Lors d’une apparition télévisuelle minutieusement préparée, le Premier ministre russe Vladimir Poutine a enjoint le PDG de Gazprom Alexei Miller de reprendre les approvisionnements.
« Nous allons commencer demain à 10 heures du matin, heure de Moscou [8 heures du matin, heure de Bruxelles] à pomper du gaz », a indiqué le PDG de Gazprom. « D’accord, commencez le travail », lui a répondu M. Poutine.
L’annonce a été faite après que des millions d’Européens ont traversé des épreuves sans précédent durant une semaine, dans un contexte d’intensification de la colère des citoyens dans les pays le plus sévèrement touchés par la crise gazière, en particulier en Bulgarie et en Slovaquie.
La dernière évolution de la situation est devenue possible après que l’Ukraine a décidé hier de renoncer à sa tentative visant à ajouter une annexe à l’accord de surveillance, dans lequel elle souhaitait souligner le fait qu’elle ne devait aucun paiement à la Russie (EURACTIV 12/01/09).
L’UE, la Russie et l’Ukraine se sont accordées la semaine dernière sur l’envoi de 25 experts pour surveiller les flots de gaz russe qui passent par l’Ukraine. La Russie a accusé l’Ukraine de voler du gaz. Les observateurs agiront en tant qu’arbitres par rapport à ces allégations.
Mais le problème principal qui entrave les relations entre Moscou et Kiev demeure. Les deux parties n’ont pas conclu d’accord sur le prix du gaz importé d’Ukraine depuis la Russie, ni sur les taxes de transit que Moscou doit encore à Kiev. Les deux parties doivent encore se mettre d’accord sur la question des amendes relatives à des paiements effectués en retard. Quant à la question du « gaz technique », qui doit être fourni pour maintenir la pression dans les gazoducs, elle n’est également toujours pas résolue.
La corruption est la question principale
Ce qui est certainement encore plus important, c’est qu’un climat de profonde défiance règne entre Moscou et Kiev, ainsi que des soupçons selon lesquels le Kremlin souhaite nuire au président ukrainien Victor Yushchenko, qui a fait pression pour que son pays rejoigne l’OTAN.
M. Poutine a récemment indiqué que les autorités ukrainiennes ne luttent pas pour le prix du gaz mais pour la possibilité de conserver un ou plusieurs intermédiaires pour qu’elles puissent utiliser les recettes à leur propre avantage et pour disposer de ressources lors des campagnes politiques à venir.
Mais selon les analystes, les pays clients tout comme Moscou tirent profit des intermédiaires. En ce qui concerne la Russie et l’Ukraine, l’intermédiaire RosUkrEnergo, une mystérieuse société qui ne détient ni gaz ni gazoduc, gagne cependant 20 % du produit des ventes de gaz par la Russie à l’Ukraine.

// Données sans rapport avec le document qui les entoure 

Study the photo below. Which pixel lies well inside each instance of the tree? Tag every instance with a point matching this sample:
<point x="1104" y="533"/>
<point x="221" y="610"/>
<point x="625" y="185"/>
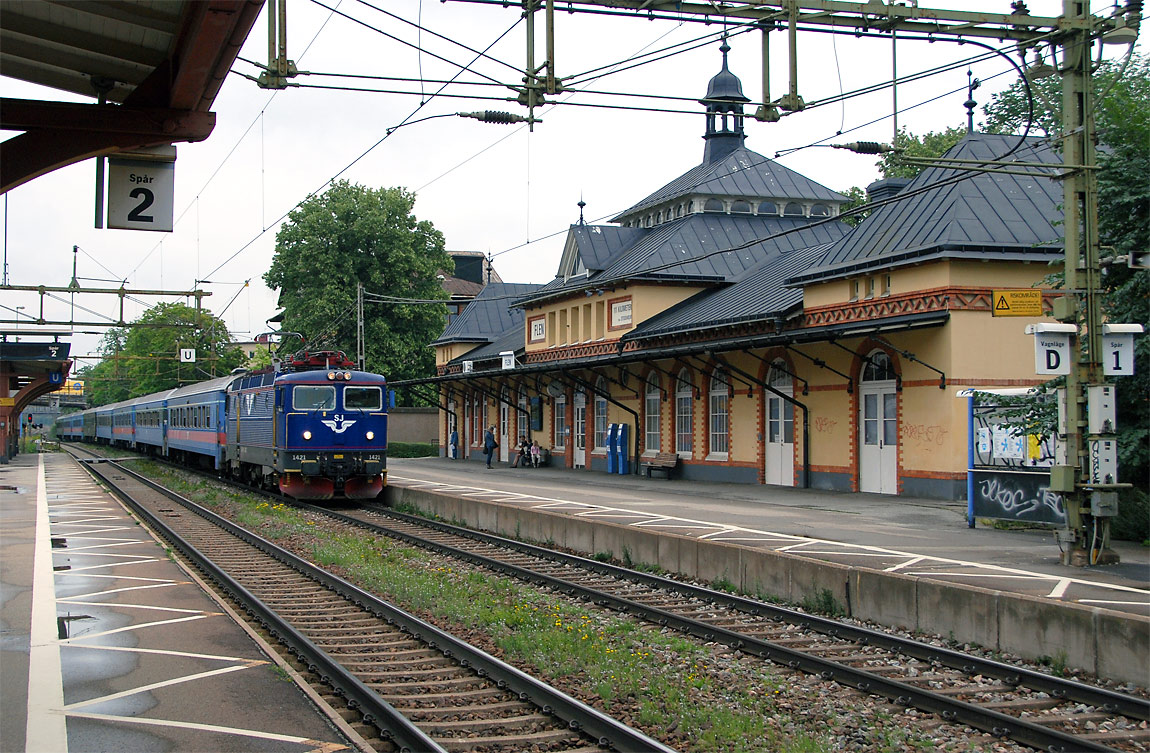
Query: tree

Des situations similaires concernant les intermédiaires du gaz existent également dans des pays européens. En Bulgarie par exemple, l’intermédiaire Overgas, détenu à 50 % par Gazprom, augmente les prix aux consommateurs de 30 % par rapport à ce qu’ils pourraient être si l’Etat pouvait acheter le gaz directement, écrit le quotidien Monitor.

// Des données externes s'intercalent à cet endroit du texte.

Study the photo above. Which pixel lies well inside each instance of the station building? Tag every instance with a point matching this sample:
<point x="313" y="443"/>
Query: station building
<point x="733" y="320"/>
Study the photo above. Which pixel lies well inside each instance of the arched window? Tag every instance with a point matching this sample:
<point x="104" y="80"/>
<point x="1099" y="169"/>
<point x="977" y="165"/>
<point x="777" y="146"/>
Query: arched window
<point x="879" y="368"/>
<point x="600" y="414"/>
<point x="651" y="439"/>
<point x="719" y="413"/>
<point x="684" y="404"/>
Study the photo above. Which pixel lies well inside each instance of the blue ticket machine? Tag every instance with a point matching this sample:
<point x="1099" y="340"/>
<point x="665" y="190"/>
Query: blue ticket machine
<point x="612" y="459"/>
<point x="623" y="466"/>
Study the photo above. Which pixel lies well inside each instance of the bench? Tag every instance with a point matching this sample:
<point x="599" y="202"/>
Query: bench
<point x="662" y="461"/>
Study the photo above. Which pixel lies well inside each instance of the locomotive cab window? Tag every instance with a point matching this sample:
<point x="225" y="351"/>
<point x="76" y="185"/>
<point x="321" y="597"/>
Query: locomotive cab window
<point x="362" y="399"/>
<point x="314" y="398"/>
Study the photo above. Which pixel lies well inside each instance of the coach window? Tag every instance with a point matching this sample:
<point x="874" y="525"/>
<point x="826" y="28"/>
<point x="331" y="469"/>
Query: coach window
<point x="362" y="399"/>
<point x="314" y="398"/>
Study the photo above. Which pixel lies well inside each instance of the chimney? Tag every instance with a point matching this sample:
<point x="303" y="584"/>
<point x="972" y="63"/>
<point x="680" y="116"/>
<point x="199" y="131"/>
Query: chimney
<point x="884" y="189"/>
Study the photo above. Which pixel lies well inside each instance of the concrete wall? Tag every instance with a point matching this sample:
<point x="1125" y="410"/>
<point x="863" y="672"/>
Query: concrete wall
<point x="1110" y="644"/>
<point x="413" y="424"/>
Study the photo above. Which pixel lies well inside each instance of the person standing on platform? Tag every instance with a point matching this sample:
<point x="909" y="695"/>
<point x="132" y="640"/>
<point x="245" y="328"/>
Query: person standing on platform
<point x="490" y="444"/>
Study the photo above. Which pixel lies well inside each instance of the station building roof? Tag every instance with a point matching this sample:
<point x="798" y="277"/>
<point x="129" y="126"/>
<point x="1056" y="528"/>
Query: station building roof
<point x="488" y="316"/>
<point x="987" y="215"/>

Les ministres européens de l’Energie ont tenu hier à Bruxelles une réunion d’urgence pour tenter d’aider les pays les plus touchés par la crise du gaz. La Bulgarie a demandé 400 millions d’euros pour augmenter ses capacités de stockage du gaz et pour acheter des gazoducs reliés à la Grèce et la Roumanie, peut-on lire aujourd’hui dans le quotidien Dnevnik, partenaire d’Euractiv en Bulgarie.
Menace nucléaire
La Slovaquie et la Bulgarie ont annoncé leur intention de redémarrer des unités de leurs centrales nucléaires, qui avaient été fermées en accord avec les traités d’adhésion à l’UE. L’action slovaque en particulier (EURACTIV 12/01/09) visant à éviter l’étape de consultation avec la Commission a déchaîné une violente dispute avec les pays opposés au nucléaire.
Un porte-parole de la Commission a déclaré que l’UE avait aidé la Slovaquie à répondre à son problème énergétique. Il a ajouté que si le réacteur, fermé il y a à peine deux semaines, était rouvert, cette décision constituerait une sérieuse violation. Il n’a pas précisé quelle mesure punitive l’Union pourrait prendre.